- The Washington Times - Wednesday, March 19, 2003

Democrats said yesterday that Miguel Estrada's nomination to the D.C. Circuit Court of Appeals is all but dead, and a key supporter of President Bush's nominee said it's "on life support."
Republican leaders, however, vowed to continue the fight and hinted ominously that there are ways to "dramatically highlight" what they call the Democrats' "hijacking" of the constitution.
In a procedural vote yesterday to end debate and vote on Mr. Estrada's nomination, the opponents held onto all 45 senators who have blocked voting on the nomination enough to prevent a vote by the full Senate, which would almost surely confirm Mr. Estrada.
"It's on life support," said Sen. John B. Breaux, Louisiana Democrat, who has lobbied fellow Democrats to join him in breaking ranks to support Mr. Estrada's nomination. "It could be resuscitated but there are a lot of problems."
Sen. Dianne Feinstein, California Democrat and Judiciary Committee member, said the nomination is dead.
"I don't see anybody on our side giving in," she said.
At issue are Mr. Estrada's legal writings while working for the solicitor general's office. Democrats say they want these released, though they acknowledge there's nothing in particular they are looking for. Republicans say the documents are "privileged work product" and releasing them would set a dangerous precedent.
Assistant Attorney General Jamie E. Brown sent Minority Leader Tom Daschle, South Dakota Democrat, a letter yesterday scolding his party for "significant and recurring misstatements."
The letter quotes four Democratic senators suggesting on the floor that the White House has seen Mr. Estrada's writings from that time.
"Nothing could be further from the truth," Mr.
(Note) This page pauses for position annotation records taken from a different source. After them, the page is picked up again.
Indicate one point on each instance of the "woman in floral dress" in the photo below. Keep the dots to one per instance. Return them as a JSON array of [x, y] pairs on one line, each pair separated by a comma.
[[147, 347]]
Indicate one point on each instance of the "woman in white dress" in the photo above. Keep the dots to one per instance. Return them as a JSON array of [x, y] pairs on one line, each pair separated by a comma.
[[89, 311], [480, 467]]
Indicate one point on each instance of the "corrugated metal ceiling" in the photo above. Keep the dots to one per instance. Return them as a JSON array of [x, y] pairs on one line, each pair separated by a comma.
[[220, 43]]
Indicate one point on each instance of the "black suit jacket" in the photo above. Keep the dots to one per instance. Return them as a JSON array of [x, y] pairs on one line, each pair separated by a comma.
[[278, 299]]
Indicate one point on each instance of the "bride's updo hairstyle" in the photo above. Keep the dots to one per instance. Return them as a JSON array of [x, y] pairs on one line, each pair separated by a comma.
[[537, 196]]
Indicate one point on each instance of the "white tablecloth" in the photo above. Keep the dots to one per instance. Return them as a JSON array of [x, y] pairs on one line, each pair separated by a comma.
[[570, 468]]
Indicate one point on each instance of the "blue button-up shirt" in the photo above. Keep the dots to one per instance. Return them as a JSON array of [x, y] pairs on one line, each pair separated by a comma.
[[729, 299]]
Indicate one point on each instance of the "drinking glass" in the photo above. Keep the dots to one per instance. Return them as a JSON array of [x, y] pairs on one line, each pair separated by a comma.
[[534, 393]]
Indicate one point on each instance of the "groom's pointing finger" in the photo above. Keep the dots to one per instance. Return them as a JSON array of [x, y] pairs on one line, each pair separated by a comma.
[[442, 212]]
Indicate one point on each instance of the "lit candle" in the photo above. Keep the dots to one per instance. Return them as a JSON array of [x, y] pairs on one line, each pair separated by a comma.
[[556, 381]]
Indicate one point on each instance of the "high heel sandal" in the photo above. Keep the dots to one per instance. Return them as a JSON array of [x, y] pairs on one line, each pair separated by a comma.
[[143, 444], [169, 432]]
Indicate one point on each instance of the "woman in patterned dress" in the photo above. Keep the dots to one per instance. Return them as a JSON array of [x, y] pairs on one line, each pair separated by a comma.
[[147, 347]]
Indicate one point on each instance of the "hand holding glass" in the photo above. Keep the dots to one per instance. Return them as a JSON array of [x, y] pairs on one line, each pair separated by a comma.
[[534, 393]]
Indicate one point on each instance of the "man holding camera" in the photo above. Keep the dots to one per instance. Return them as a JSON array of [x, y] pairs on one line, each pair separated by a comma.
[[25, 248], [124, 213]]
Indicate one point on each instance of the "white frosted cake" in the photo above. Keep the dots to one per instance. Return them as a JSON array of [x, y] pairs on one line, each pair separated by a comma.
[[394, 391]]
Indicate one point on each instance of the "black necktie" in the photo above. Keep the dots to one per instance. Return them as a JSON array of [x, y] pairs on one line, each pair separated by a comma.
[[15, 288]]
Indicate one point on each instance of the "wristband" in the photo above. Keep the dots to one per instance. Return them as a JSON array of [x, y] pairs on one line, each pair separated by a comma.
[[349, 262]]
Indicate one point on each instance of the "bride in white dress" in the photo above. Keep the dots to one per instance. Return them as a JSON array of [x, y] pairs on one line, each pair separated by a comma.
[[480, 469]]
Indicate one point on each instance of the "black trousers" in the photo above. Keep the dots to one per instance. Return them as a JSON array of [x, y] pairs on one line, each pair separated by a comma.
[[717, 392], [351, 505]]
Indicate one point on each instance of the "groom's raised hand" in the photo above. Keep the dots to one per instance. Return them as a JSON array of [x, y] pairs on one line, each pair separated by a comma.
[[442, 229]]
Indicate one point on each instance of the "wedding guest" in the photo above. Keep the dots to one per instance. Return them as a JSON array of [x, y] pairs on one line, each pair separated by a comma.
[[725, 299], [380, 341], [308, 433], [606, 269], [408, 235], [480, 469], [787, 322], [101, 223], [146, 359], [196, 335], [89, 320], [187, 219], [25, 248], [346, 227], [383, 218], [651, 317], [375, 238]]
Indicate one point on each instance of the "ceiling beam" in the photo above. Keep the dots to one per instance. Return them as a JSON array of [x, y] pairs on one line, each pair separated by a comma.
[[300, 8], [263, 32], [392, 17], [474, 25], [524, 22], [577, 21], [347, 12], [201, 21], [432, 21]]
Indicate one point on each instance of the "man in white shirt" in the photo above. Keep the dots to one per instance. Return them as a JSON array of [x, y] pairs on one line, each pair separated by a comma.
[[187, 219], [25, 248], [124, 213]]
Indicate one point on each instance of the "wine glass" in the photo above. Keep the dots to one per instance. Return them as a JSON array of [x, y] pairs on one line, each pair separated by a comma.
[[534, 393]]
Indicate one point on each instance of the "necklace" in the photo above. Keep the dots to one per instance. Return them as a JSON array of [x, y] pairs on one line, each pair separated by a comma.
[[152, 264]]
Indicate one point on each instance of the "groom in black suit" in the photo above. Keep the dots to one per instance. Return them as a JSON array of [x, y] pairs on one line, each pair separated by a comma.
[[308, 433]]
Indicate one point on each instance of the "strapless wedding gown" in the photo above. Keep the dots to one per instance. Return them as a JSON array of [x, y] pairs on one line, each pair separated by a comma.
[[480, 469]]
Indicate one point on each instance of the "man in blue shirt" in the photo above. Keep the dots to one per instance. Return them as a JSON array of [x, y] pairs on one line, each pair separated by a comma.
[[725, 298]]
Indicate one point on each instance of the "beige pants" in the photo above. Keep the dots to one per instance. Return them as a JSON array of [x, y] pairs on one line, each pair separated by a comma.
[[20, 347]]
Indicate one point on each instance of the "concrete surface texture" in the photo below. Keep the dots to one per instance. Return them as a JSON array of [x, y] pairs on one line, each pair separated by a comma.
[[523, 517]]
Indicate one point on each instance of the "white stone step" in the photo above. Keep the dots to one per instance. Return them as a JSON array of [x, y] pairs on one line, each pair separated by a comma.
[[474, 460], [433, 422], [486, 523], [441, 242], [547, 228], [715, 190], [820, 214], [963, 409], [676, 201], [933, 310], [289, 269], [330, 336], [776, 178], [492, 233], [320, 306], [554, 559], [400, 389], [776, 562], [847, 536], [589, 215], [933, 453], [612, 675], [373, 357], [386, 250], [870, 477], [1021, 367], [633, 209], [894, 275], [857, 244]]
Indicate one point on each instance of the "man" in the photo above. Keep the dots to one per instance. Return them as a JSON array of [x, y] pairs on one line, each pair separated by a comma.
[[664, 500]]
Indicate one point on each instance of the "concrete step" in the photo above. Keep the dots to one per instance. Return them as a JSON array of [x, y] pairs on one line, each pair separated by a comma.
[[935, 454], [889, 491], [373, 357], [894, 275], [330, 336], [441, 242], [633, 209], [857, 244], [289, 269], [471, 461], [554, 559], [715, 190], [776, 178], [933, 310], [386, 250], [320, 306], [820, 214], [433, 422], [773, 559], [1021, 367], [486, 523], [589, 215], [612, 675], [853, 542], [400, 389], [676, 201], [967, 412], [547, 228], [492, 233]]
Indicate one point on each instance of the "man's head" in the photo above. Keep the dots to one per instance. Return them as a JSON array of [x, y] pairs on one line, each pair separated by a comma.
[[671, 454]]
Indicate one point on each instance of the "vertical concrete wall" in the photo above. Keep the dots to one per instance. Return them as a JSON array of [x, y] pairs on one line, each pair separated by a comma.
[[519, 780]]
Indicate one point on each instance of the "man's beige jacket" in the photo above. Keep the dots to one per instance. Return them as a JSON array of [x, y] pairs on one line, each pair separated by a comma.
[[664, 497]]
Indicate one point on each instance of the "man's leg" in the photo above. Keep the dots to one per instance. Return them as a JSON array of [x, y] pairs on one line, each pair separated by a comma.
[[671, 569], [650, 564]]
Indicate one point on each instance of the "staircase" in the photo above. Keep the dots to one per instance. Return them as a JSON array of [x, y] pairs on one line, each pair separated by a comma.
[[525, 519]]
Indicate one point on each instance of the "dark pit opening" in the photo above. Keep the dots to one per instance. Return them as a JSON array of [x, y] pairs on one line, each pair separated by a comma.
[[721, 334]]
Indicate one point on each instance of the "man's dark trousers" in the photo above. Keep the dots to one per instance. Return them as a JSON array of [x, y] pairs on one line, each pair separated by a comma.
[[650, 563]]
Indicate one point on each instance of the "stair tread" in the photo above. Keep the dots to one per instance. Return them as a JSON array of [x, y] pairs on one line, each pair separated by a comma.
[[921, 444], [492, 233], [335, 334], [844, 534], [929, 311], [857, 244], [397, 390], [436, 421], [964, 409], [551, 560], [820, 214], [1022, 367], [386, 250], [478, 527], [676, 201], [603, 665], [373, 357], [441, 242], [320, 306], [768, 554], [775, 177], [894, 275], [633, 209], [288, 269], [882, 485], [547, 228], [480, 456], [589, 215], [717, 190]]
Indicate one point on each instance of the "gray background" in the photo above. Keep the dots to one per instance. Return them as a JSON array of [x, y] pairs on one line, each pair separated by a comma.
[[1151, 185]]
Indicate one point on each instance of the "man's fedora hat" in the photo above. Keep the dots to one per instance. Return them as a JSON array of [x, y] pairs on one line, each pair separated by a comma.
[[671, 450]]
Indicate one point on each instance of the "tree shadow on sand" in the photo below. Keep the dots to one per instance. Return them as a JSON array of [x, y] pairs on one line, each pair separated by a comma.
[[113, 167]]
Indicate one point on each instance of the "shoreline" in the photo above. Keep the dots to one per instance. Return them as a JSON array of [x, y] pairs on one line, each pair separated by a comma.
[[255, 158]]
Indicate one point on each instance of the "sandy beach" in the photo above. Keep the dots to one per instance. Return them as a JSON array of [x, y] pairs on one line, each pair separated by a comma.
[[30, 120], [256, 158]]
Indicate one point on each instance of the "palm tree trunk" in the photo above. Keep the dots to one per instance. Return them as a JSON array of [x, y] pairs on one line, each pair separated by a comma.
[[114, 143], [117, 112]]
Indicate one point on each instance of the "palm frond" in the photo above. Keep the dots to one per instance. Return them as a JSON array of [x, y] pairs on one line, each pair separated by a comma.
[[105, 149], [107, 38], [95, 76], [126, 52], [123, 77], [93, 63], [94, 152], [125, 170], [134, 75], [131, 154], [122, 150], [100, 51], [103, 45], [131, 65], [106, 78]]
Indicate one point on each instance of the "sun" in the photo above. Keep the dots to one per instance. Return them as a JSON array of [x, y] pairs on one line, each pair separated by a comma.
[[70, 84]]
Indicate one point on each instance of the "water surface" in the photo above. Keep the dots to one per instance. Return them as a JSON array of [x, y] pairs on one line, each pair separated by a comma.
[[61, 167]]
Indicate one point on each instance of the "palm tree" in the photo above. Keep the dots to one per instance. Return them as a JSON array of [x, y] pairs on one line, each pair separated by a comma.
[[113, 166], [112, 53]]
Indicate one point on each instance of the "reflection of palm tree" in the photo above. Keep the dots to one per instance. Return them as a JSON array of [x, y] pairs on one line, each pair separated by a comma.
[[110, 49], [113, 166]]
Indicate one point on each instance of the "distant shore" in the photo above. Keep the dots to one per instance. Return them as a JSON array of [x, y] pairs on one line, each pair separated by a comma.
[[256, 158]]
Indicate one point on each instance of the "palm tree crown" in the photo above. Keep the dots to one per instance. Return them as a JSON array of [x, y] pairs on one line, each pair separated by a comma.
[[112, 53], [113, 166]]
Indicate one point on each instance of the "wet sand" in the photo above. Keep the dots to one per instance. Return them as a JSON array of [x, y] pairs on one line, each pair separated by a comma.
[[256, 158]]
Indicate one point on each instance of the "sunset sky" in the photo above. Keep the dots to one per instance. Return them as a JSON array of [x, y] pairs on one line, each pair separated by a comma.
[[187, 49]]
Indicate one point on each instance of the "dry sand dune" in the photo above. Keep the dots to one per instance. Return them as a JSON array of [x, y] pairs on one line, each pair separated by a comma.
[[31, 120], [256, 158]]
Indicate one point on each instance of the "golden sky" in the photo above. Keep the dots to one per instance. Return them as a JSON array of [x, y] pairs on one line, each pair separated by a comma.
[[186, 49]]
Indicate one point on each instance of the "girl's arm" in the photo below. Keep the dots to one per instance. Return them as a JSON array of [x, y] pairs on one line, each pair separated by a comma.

Brown wrote in his letter, which he also sent to each of the quoted senators. "At no time has this Department of Justice or the White House ever reviewed the memoranda that Miguel Estrada wrote during his tenure in the solicitor general's office."
Sen. Trent Lott, Mississippi Republican, criticized his party's leadership for not forcing a vote on Mr. Estrada earlier this year when he said it likely would have sailed through.
"Talking for a month was a mistake," said Mr. Lott, who was quick to add that he thought the nomination could still make it.
He said he had thought of a strategy that could put Mr. Estrada up for a confirmation vote needing only 51 votes as opposed to the 60 now required to invoke cloture. He declined to elaborate, warning that his idea is "nuclear."
Sen. Rick Santorum, Pennsylvania Republican and party conference chairman, said for now Republicans are content holding occasional cloture votes to portray Democrats as obstructionists. No date is set for the next cloture vote.
After Easter, he said, party leaders would roll out a new strategy that would place greater pressure on Democrats, but declined to say what the new strategy would entail.
Sen. Lindsey O. Graham, South Carolina Republican and member of the Judiciary Committee, also said Republicans have been discussing ways to force a simple majority vote on Mr. Estrada.
Judge Robert H. Bork, whose nomination to the Supreme Court was killed by committee Democrats in 1987, happened to be in the Capitol yesterday on unrelated business.
"They have changed the constitution to a 60-vote requirement," said Mr. Bork. "I think it's a disgrace."